“Full length, midi, or mini”: a fashion statement for transplants in myeloma

High-dose therapy (HDT) with autologous hematopoietic stem cell transplantation (AHSCT) is the standard of care for patients with newly diagnosed multiple myeloma.¹  This results in an event-free survival and overall survival (OS) of approximately 30 and 60 months, respectively. Unfortunately, there is no plateau in survival curves. It is highly controversial whether the outcomes of single HDT with planned tandem AHSCT improves survival.²  The final analysis of the Intergroupe Francais Du Myélome 94 (IFM94) trial is the only one of 5 randomized trials (none yet published) to show a survival benefit (although one could argue that the other trials do not have long enough follow-up). Even with tandem AHSCT, plateaus in survival curves are not observed.

The etiology of disease relapse has been hypothesized as due to (1) infusion of contaminating tumor cells in the autograft, and/or (2) inability to eradicate minimal residual disease. Allogeneic transplantation (AlloTx) may overcome both of these obstacles by infusing tumor-free grafts and eradication of minimal residual disease through a graft-versus-myeloma (GVM) effect. There are indications that a plateau may be present following AlloTx. In patients who relapse following AlloTx, a GVM effect has been demonstrated by donor lymphocyte infusions.

Conventional (“full length”) AlloTx's have excessively high mortality rates: the transplant-related mortality (TRM) has ranged from 20% to 57% within the first year. Thus, in the setting of 5-year median survivals with AHSCT, conventional AlloTx's have been terminated by the “fashion police” as too toxic. Is there a “kinder and gentler” approach for patients with myeloma that may lead to a cure? Trials using reduced dose–intensity regimens have been explored in myeloma. The initial trials included intermediate dose (“midi”) regimens (melphalan 100 mg/m² [Badros et al³ ]; melphalan 180 mg/m², and fludarabine 125 mg/m² [Giralt et al⁴ ]) in predominantly heavily pretreated patients with chemoresistant disease. Although high response rates were observed, the majority were not durable and the TRM was only modestly less than conventional AlloTx (one-year TRM, 33% and 40%, respectively).

Maloney and colleagues (page 3447) have combined the 2 transplantation modalities: AHSCT (melphalan 200 mg/m²) to affect maximal tumor cytoreduction followed by a nonmyeloablative (“mini”) AlloTx using only 2 Gy total body irradiation to allow donor alloreactive T lymphocytes to eradicate minimal residual disease via a GVM mechanism. They observed a 52% complete remission (CR) rate, far higher than that observed with either AHSCT (even tandem) or conventional AlloTx. At a median follow-up of 18 months, only 3 of 31 patients with CR have relapsed. The projected 2-year progression-free survival (PFS) for all patients was 55%. However, when scrutinizing the data further, it is apparent that patients with chemosensitive disease before transplantation had superior PFS and OS compared with chemoresistant patients. In addition, although the overall TRM at one year was 17%, TRM was significantly lower in the chemosensitive versus chemoresistant group (2 [7%] of 28 vs 7 [27%] of 26, respectively). These data imply that only patients with chemotherapy-sensitive disease should be considered for this regimen.

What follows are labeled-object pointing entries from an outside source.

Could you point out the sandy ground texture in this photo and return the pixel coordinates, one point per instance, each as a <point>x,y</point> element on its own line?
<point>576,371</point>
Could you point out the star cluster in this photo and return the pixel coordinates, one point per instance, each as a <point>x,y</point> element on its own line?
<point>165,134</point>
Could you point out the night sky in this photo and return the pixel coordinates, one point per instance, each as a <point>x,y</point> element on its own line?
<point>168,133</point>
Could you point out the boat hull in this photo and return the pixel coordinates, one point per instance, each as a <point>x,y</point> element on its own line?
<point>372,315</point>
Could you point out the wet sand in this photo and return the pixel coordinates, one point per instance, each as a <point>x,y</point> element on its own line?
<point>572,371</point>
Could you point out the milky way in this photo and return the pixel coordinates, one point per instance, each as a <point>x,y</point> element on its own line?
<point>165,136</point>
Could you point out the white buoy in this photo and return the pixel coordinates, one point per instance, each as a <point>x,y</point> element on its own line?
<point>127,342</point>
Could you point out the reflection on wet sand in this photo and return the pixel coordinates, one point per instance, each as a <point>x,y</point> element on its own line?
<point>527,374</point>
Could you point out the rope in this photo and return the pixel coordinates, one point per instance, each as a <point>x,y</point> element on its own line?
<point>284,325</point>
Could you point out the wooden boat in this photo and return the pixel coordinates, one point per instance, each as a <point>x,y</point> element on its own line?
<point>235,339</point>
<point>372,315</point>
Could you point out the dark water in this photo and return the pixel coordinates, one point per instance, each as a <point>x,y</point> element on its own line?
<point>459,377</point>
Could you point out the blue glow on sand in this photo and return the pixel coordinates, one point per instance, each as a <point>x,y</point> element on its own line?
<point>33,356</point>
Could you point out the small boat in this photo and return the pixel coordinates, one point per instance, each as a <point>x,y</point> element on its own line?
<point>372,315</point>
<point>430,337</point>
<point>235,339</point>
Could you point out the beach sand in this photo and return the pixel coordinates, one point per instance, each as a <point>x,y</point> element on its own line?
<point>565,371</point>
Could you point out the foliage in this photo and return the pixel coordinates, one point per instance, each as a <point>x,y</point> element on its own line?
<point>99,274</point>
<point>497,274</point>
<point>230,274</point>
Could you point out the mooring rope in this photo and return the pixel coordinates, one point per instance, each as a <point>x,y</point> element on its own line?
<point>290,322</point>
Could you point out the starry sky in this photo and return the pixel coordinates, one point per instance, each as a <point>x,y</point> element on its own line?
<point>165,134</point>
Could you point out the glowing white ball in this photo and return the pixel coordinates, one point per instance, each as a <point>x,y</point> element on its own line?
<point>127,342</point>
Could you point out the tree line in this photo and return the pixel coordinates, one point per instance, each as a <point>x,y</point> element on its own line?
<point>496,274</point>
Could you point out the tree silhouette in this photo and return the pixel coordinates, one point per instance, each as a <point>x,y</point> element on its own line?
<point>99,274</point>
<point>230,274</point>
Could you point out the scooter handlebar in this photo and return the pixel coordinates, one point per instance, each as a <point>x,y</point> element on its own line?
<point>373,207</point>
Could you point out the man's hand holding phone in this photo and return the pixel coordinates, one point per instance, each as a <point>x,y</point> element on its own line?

I anticipate that future trials will further identify those individuals (early treatment, chemosensitive; perhaps chromosome 13 abnormalities) who may benefit from this approach. Only time will tell if the current “fashion statement” using a combined autologous/mini AlloTx will result in improved survival and, dare I state, be curative! This concept will be further evaluated in the Blood and Marrow Transplant Clinical Trials Network (BMT CTN) trial comparing tandem AHSCT with autologous/mini AlloTx.